Sometimes referred to as a museum director, a curator is in charge of acquiring and exhibiting a number of different artifacts inside a museum. They can also direct their institution's research programs, and might even specialize in the field of history. If a given museum is small, a curator may take on more responsibilities than others. Curators usually have a master's degree in history or archaeology, or some type of related field; smaller museums may accept applicants that have a bachelor's degree.


Librarians are those who have knowledge of the entire system of a library's collection. Those in academia might also help students with research topics, which could easily include history and science. Other specialty librarians exist, including those in law, government, and the medical field. A majority of librarians need a master's degree in library science for their careers, and in some cases, other requirements include teaching certificates and a second degree related to the specialty they want to focus on.

Political Scientist

Political scientists examine the history of politics and international relations. They use both qualitative and quantitative research to support their own theories, as well as affirm or dispute existing theories. In some cases, these scientists can predict trends that will occur in the economy and the world of politics. A minimum of a master's degree is necessary for a career in political science, and some will complete a Ph.D. in the field.


Researchers in sociology analyze theories regarding social issues in previous cultures, as well as current ones. Origins and growth patterns are traced throughout history, and statistical analysis is also utilized during research sessions. A number of different specialty areas exist for sociologists, ranging from racial relations and poverty to crime and education. A master's degree or a doctoral degree is needed for research positions, but a bachelor's degree might be enough for careers in education and social services.


Using complex methods of data gathering and survey responses, statisticians produce research data used in a wide variety of different sectors. The U.S. Census comes from the work of statisticians, who will compare current data to previous populations over the course of a region or nation's history. In some cases, statisticians who work in specific fields may hold a different job title, such as a data scientist or quantitative analyst. A bachelor's degree will enable a statistician to work in an entry-level job in some cases, but a master's is the standard requirement. Furthermore, a Ph.D. is needed for any position involving research.

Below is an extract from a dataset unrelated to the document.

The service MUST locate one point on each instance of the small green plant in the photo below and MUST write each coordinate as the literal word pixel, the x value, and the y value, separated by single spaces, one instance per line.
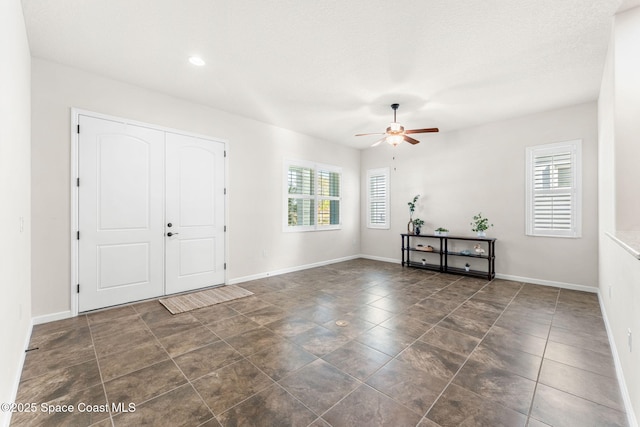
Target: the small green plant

Anthropologist and Archaeologist

Anthropologists and archaeologists examine the remains of ancient cultures and regions, recovering information about the life and activities of different populations from the past. In order to preserve and transport the artifacts correctly, scientific knowledge about how the items are affected by different elements is vital. Evolution, climate, and interaction with nature are just some of the different areas focused on during these careers. Both archaeologists and anthropologists need a master's or doctoral degree; a bachelor's in the same field will allow one to work as an assistant.